Нет, не хотелось ей вот так, вдруг, покидать город, где прошла вся ее юность, где познакомилась с Бабушкиным… Но раз надо…

На следующее утро Бабушкин сходил за извозчиком. Сам погрузил в пролетку два чемодана.

Жена уехала на вокзал.

Провожать ее Бабушкин не поехал, хотя и очень хотелось. Но — нельзя. Пусть шпик, если наблюдает за ним, не тревожится. Он — тут. Вот сидит, как нарочно, у окошка. А то шпик помчится за женой на вокзал, выяснит, что уехала она в Смоленск.
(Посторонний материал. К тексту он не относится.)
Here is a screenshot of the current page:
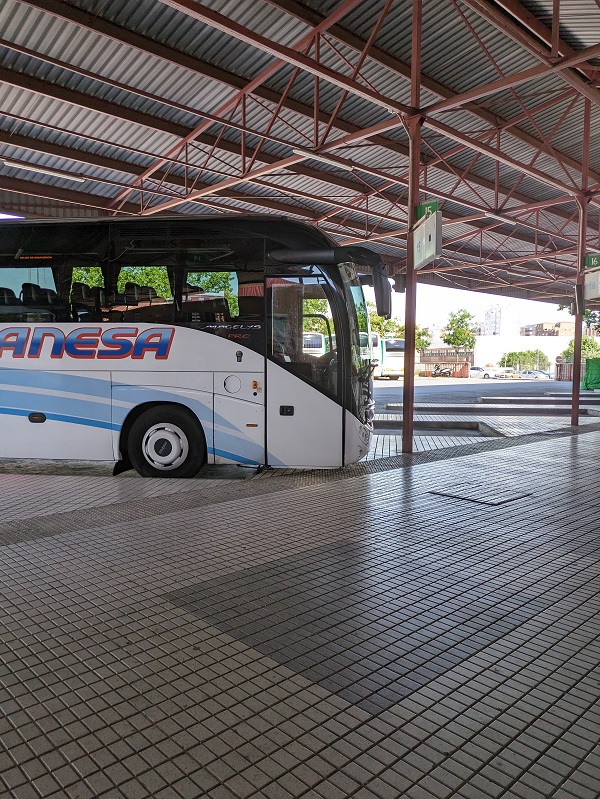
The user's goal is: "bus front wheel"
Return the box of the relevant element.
[127,406,206,478]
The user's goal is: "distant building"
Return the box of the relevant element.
[520,322,575,337]
[478,305,502,336]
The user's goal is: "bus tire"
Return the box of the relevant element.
[127,405,206,478]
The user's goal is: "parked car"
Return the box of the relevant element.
[469,366,496,380]
[519,369,551,380]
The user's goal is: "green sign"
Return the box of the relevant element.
[585,253,600,269]
[417,200,438,220]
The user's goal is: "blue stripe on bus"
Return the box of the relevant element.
[0,367,111,399]
[0,407,120,430]
[0,388,111,422]
[212,449,263,466]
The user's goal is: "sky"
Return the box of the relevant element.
[365,283,573,328]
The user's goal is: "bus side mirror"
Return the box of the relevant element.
[372,264,392,319]
[394,275,406,294]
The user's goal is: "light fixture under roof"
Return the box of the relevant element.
[292,147,353,172]
[2,158,87,183]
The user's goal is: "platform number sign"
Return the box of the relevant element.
[415,200,438,220]
[585,253,600,269]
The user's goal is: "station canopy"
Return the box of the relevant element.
[0,0,600,303]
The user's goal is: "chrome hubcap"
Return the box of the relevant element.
[142,422,190,471]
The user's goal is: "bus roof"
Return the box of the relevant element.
[0,214,337,250]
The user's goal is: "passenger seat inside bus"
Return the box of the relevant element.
[0,288,23,305]
[21,283,60,307]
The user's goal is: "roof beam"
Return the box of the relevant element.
[159,0,410,116]
[0,67,584,244]
[496,0,597,80]
[0,177,139,216]
[462,0,600,105]
[18,0,600,191]
[155,0,579,198]
[265,0,600,182]
[0,130,570,253]
[421,44,600,116]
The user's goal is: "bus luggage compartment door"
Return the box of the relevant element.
[0,369,113,461]
[267,361,343,469]
[214,372,265,465]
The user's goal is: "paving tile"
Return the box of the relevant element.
[0,432,600,799]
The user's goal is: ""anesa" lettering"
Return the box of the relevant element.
[0,326,175,360]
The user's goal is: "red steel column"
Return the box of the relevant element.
[571,197,588,425]
[402,0,423,454]
[571,98,592,426]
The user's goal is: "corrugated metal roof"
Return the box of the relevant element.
[0,0,600,302]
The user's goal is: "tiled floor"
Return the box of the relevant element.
[0,426,600,799]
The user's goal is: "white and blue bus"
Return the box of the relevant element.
[0,215,390,477]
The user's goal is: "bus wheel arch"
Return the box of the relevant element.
[116,402,207,478]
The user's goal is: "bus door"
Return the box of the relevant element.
[181,264,266,465]
[266,276,343,468]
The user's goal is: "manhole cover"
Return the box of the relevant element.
[427,484,531,505]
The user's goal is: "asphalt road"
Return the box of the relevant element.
[375,377,571,411]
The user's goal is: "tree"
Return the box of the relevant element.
[442,308,477,358]
[367,302,431,352]
[562,336,600,363]
[398,325,431,352]
[302,299,331,336]
[367,302,404,338]
[498,350,550,371]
Нет, придется обойтись без проводов.

Бабушкин сидел дома, у окна, а сам думал: интересно, кто заменил того парня в желтой косоворотке с шелковым поясом-шнурком?

Может быть, эта вот торговка семечками? Чего она расселась тут, возле его дома? Ишь, бойкое место нашла! Да тут у нее за весь день даже на гривенник не купят!

А может, вот тот точильщик ножей? Он, кажется, уже третий раз за утро проходит туда-обратно по улице.

Чутье не обманывало Бабушкина. Ротмистр Кременецкий — начальник екатеринославского жандармского управления — уже давно напал на его след. Хитрый и опытный ротмистр выжидал. Он знал: главное — не торопиться. Этот поднадзорный никуда не денется. А следя за ним, узнаешь и всех его друзей-товарищей. И в нужный момент не составит труда схватить сразу всех.

«Куда же податься? — беспокойно думал Бабушкин. — Где теперь Владимир Ильич? Надо бы связаться с ним…»

Иван Васильевич прикрыл глаза. И сразу память четко вырвала из темноты. Вот Ульянов. Бодрый, оживленный. Глаза его улыбаются. И весь он — как сгусток энергии. Таким Бабушкин видел его последний раз. В Питере, лет пять назад, перед арестом. Как раз недавно кончилась стачка на фабрике Торнтона. Ткачи послушались Ильича, действовали дружно, напористо и заставили хозяев-англичан пойти на уступки.